4. “I don’t even want to be here. I debate for days and I’m here because I was told to go by a doctor.”

5.I’m type 1 diabetic and something that so many of my doctors call me when my blood sugars haven’t been great is ‘non-compliant,’ which I think is entirely unfair. It suggests I’m unwell just to be rebellious or something, like I’m not trying hard enough to manage my condition – I wish they knew I am trying, really bloody hard.”

6. “It is OK to say you don’t know or to learn from your patient. It is not helpful to pretend you know more than you do. Have open ears and an open mind… Understand that we only want help. If you don’t know what to do, it’s OK to try to find someone who does.”

7. “Don’t talk to me like a child or dog. Just because I’m asking for help with my pain doesn’t give you the right to second-guess me or decide I’m not a ‘real’ emergency.”

8. “Just because the blood work and scans say everything is normal doesn’t mean there is nothing wrong. Dig a little deeper, my medical friends.”

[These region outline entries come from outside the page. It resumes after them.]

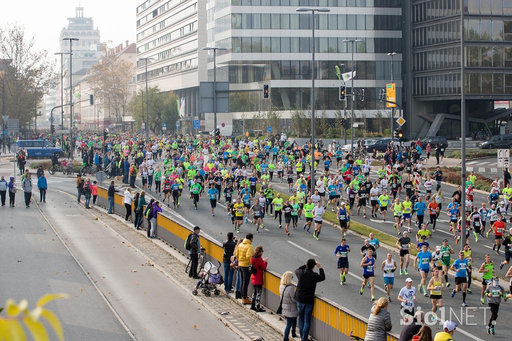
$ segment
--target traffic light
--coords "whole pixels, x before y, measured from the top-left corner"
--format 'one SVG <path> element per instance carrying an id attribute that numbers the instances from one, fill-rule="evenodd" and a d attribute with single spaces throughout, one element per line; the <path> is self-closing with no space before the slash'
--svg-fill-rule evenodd
<path id="1" fill-rule="evenodd" d="M 339 87 L 339 100 L 343 101 L 345 99 L 345 87 L 344 86 Z"/>

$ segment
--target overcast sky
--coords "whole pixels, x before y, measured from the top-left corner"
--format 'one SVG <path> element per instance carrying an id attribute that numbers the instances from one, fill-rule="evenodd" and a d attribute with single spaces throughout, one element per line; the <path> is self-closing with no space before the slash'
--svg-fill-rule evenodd
<path id="1" fill-rule="evenodd" d="M 75 8 L 83 7 L 83 16 L 92 17 L 100 30 L 102 42 L 112 46 L 135 41 L 135 0 L 0 0 L 0 26 L 23 26 L 27 37 L 35 38 L 38 50 L 50 54 L 58 52 L 60 30 Z"/>

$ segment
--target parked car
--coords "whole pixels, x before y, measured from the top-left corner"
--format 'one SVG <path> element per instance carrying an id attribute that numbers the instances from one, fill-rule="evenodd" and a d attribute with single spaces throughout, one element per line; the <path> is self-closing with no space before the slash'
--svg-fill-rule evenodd
<path id="1" fill-rule="evenodd" d="M 386 152 L 388 148 L 388 144 L 391 142 L 391 137 L 377 140 L 374 143 L 369 144 L 366 146 L 366 151 L 368 153 L 373 153 L 373 150 L 376 150 L 377 152 Z"/>
<path id="2" fill-rule="evenodd" d="M 18 148 L 26 150 L 30 158 L 49 158 L 54 154 L 58 157 L 64 156 L 62 148 L 46 140 L 20 140 L 16 143 Z"/>
<path id="3" fill-rule="evenodd" d="M 430 146 L 432 149 L 435 147 L 436 144 L 441 144 L 444 146 L 444 148 L 448 147 L 448 141 L 446 138 L 444 136 L 427 136 L 421 140 L 421 148 L 424 149 L 426 147 L 426 145 L 430 143 Z"/>
<path id="4" fill-rule="evenodd" d="M 479 147 L 482 149 L 493 149 L 494 148 L 512 148 L 512 135 L 493 136 L 487 141 L 481 142 L 479 145 Z"/>
<path id="5" fill-rule="evenodd" d="M 365 140 L 363 140 L 363 144 L 364 145 L 365 147 L 366 148 L 368 147 L 369 145 L 373 144 L 376 142 L 377 142 L 377 140 L 375 139 L 365 139 Z M 354 148 L 357 148 L 357 141 L 356 141 L 354 142 Z M 344 145 L 343 147 L 342 147 L 342 150 L 345 153 L 348 153 L 350 152 L 350 144 L 349 143 L 348 144 Z"/>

9. “This could be them. At any point in time, their life could become what mine has been for so many years. If it did, they would want to feel understood, respected and helped. I would never wish it on anyone, but if they could experience my pain and illness and fatigue for just a short time and know it’s my norm… maybe then they could see how hard this is.”

10. “I wish they were more educated about autoimmune diseases. I’ve had to go to the ER twice due to complications from my rheumatoid arthritis. They hear ‘RA’ and just think ‘joints.’ I was lucky to eventually get someone both times who understood that RA affects our organs, but it took a lot of time and frustration.”

11. “When you hear hoofbeats, remember that zebras do exist. We’re rare, but we’re here.”

12.I’ve probably waited a few days and have tried everything else or feel as if my life is actually on the line if I’m coming to emergency. Please take me seriously.”

13.It’s not always our original disorder. I have fibromyalgia and I went to the ER because of an extremely bad headache and stroke symptoms. They didn’t even check for stroke. I went to another ER and it turned out to be a stroke. It’s not all in our heads!”

14. “Don’t just put me in a room and forget me for hours before anyone even sees me!”

15. “If I go in for a physical injury or my physical illness I wish they wouldn’t always judge me when they see on my chart I have a mental illness… they think just because you have a mental illness there is no way you can have a physical illness also (that’s how it seems)… because it just has to be all in my head because of my mental illness.”

16. “My pain is real, and it is not just in my head. I’m not searching for drugs. I’m not trying to waste your time. I know you cannot cure it. I just want a little bit of relief. A few hours where my pain doesn’t make me want to scream. I should be treated with as much respect as the others who come in there.”

17. “I wish they knew what my disease is in general. I’m sick of getting blank stares when I tell them my condition and what’s wrong with me. My condition is becoming more and more prevalent, and it’s important that they understand what the disease is, even if it’s not necessarily a common one.”

18. “I don’t want to be there in the first place, and a kind nurse or doctor can make my stay that much easier. Whether you believe my illness and pain is legit, please at least be nice about it.”

19. “You may have gone to medical school for seven years, but I have had an education with my body for 40+ years. Do not take my lack of formal education as ignorance. Please listen before you diagnose.”

20. “I am in charge of my final medical decisions as much as is possible. I will listen to your opinion, but I may choose to do something differently. I know my body best.”

21. “You shouldn’t assume that because I’m young that I can’t have the health problems that I do. Age knows no boundaries when it comes to invisible illness.”

22. “Even though I don’t look like I’m in pain, I am. I live with pain every day and have just gotten really good at hiding it. If I say I’m in severe pain, please believe me.”